TER SNCF gare lyon part-dieu
Photo d’illustration d’un TER de la SNCF en Gare de Lyon Part-Dieu. (Crédit Cheyenne Gabrelle)

Grève à la SNCF : à quoi s'attendre ce mercredi en Auvergne-Rhône-Alpes ?

Les syndicats de cheminots appellent à la grève ce mercredi 10 juin. De fortes perturbations sont attendues en Auvergne-Rhône-Alpes.

Il n'y a pas que des TGV qui resteront à quai : la grève de 24 heures organisée mercredi par les syndicats de la SNCF devrait fortement toucher les trains régionaux ou de banlieue, de plus en plus ouverts à la concurrence.

Dans son ensemble, le trafic régional, qui draine ce que le PDG de la SNCF Jean Castex appelle les "trains du quotidien", sera "fortement perturbé" toute la journée, a prévenu SNCF Voyageurs. Sur les grandes lignes, en moyenne un TGV sur trois devrait être annulé et un train Intercités sur deux.

Ce mercredi matin à la gare de Lyon Part-Dieu, seuls deux trains sont affichés avec du retard.

Une ouverture à la concurrence qui pose problème pour les syndicats

Les quatre principaux syndicats de l'entreprise ferroviaire publique, CGT-Cheminots, Unsa Ferroviaire, SUD-Rail et CFDT-Cheminots, qui ont lancé l'appel à la grève, demandent un moratoire sur l'ouverture à la concurrence ainsi que des hausses de salaire pour faire face à l'inflation.

Au cœur de la protestation se trouvent les filialisations lancées depuis l'an dernier par la SNCF au fur et à mesure du lancement par les régions d'appels d'offres pour déterminer qui exploitera les lignes de trains au départ de chaque métropole régionale: "l'étoile" de Caen, "l'étoile" de Nice en jargon ferroviaire.
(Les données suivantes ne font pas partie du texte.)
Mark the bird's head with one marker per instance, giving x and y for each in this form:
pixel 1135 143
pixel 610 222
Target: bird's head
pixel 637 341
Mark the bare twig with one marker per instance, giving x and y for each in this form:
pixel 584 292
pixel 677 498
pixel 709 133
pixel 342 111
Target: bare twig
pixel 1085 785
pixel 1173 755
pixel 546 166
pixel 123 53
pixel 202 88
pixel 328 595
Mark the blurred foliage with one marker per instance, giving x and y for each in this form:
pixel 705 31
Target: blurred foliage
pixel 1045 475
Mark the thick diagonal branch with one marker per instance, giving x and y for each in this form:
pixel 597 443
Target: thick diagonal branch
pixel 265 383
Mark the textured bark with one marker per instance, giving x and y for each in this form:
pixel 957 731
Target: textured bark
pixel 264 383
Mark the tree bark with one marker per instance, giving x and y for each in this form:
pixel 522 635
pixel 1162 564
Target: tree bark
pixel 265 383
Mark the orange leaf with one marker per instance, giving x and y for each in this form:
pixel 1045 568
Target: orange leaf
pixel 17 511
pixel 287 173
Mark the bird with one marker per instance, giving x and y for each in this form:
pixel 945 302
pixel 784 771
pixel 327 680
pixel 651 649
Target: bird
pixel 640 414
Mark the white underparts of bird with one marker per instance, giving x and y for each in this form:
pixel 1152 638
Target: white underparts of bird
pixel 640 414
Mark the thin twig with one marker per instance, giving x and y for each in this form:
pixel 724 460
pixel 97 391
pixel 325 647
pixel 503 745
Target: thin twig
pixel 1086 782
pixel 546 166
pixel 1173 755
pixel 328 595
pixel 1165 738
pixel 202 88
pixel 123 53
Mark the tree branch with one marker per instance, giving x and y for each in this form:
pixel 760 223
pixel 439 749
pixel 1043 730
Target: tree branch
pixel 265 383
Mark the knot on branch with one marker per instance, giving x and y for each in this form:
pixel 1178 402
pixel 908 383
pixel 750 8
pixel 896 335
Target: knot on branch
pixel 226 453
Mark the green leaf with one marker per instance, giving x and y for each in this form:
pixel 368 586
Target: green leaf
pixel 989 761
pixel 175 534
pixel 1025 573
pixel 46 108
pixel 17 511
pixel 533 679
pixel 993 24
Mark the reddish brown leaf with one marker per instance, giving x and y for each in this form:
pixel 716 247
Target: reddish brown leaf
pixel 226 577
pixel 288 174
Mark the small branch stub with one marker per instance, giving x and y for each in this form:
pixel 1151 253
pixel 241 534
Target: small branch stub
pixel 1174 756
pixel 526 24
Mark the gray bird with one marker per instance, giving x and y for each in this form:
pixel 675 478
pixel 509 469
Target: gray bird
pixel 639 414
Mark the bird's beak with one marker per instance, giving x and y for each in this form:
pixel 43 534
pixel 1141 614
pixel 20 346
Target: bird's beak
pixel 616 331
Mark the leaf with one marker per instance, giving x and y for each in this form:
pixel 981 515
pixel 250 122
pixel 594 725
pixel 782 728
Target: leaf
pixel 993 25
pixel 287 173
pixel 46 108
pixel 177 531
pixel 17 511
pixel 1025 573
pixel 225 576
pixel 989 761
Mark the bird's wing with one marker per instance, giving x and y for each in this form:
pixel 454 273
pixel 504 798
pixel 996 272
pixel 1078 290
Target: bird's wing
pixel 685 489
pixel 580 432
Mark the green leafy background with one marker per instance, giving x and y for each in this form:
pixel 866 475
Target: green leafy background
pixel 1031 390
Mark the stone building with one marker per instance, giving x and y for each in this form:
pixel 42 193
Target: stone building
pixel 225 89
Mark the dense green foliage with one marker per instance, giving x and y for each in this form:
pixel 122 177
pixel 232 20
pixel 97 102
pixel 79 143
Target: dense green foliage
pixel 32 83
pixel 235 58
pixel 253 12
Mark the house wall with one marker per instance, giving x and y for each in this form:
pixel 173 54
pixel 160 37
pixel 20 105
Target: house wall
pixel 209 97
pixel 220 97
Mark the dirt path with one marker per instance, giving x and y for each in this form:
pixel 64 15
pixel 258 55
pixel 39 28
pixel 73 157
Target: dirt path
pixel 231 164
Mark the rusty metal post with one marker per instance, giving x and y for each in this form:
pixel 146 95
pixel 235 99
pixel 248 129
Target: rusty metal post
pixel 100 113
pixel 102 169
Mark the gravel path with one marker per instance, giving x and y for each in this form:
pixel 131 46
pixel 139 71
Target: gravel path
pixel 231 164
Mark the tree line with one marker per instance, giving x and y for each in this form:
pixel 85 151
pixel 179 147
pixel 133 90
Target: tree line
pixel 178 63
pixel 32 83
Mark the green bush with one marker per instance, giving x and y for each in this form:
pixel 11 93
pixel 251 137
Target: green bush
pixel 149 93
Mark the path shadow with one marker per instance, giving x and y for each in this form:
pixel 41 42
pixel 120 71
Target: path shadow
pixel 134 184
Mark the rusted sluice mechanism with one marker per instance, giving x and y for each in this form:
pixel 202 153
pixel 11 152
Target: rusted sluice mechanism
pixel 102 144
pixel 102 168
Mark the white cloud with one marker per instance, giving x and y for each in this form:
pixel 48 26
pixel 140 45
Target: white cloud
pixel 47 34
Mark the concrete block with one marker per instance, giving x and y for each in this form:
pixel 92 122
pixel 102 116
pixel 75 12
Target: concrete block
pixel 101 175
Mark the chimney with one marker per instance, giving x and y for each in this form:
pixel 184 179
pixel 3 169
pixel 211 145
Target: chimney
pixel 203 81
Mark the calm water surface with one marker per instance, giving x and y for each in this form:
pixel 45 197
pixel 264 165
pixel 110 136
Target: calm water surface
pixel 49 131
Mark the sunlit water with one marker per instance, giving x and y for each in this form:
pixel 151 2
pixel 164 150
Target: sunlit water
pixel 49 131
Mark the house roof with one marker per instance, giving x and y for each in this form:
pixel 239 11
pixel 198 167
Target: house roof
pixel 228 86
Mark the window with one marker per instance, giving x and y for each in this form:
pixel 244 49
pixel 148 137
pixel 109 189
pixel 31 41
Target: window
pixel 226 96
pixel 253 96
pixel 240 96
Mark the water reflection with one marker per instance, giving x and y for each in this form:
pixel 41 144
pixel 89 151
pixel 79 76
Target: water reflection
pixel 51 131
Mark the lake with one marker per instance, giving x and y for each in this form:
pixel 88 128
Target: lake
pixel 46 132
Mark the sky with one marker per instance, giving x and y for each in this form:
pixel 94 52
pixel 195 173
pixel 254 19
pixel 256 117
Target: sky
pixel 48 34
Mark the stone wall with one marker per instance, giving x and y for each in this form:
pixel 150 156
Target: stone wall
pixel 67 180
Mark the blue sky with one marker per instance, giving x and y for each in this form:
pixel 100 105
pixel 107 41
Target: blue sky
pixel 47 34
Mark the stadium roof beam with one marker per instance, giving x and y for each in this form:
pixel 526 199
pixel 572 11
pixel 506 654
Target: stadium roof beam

Quand bien même l'appel d'offres serait remporté par la SNCF elle-même, candidate à sa propre succession, comme ce fut le cas en début d'année dans le Poitou-Charentes, l'entreprise crée une "nouvelle entité privée", dans laquelle elle "transfère ses personnels s'ils veulent bien l'être", explique Julien Delion, conducteur à la SNCF et secrétaire du syndicat CGT-Cheminots de Bayonne.

"Avec à la clé moins de jours de repos et des temps de travail plus longs", parce qu'ils ne dépendront plus de l'accord d'entreprise au bout d'un certain nombre de mois, mais d'un accord de branche moins disant, ajoute-t-il. "S'ils refusent le transfert, ils seront licenciés parce qu'en fait, c'est tout un territoire qui bascule, donc ils n'ont pas d'autre option localement", souligne-t-il, en jugeant "l'ambiance très anxiogène" dans les Landes et les Pyrénées-Atlantiques notamment, où l'ouverture à la concurrence doit se faire prochainement.

Au total, "27.000 salariés SNCF" sont "embarqués dans la concurrence" et potentiellement transférés dans des filiales locales de la taille d'une PME de 4 ou 500 personnes, a confirmé mardi à Paris Jean-Aimé Mougenot, directeur TER délégué chez SNCF Voyageurs, lors du salon du transport public Mobco. Il admet qu'il s'agit d'une "transformation interne majeure", mais affirme tout faire pour que le transfert se passe bien, avec des garanties pour les salariés.

Au total, neuf régions TER sur onze ont lancé ou s'apprêtent à lancer des appels d'offre pour exploiter leur réseau.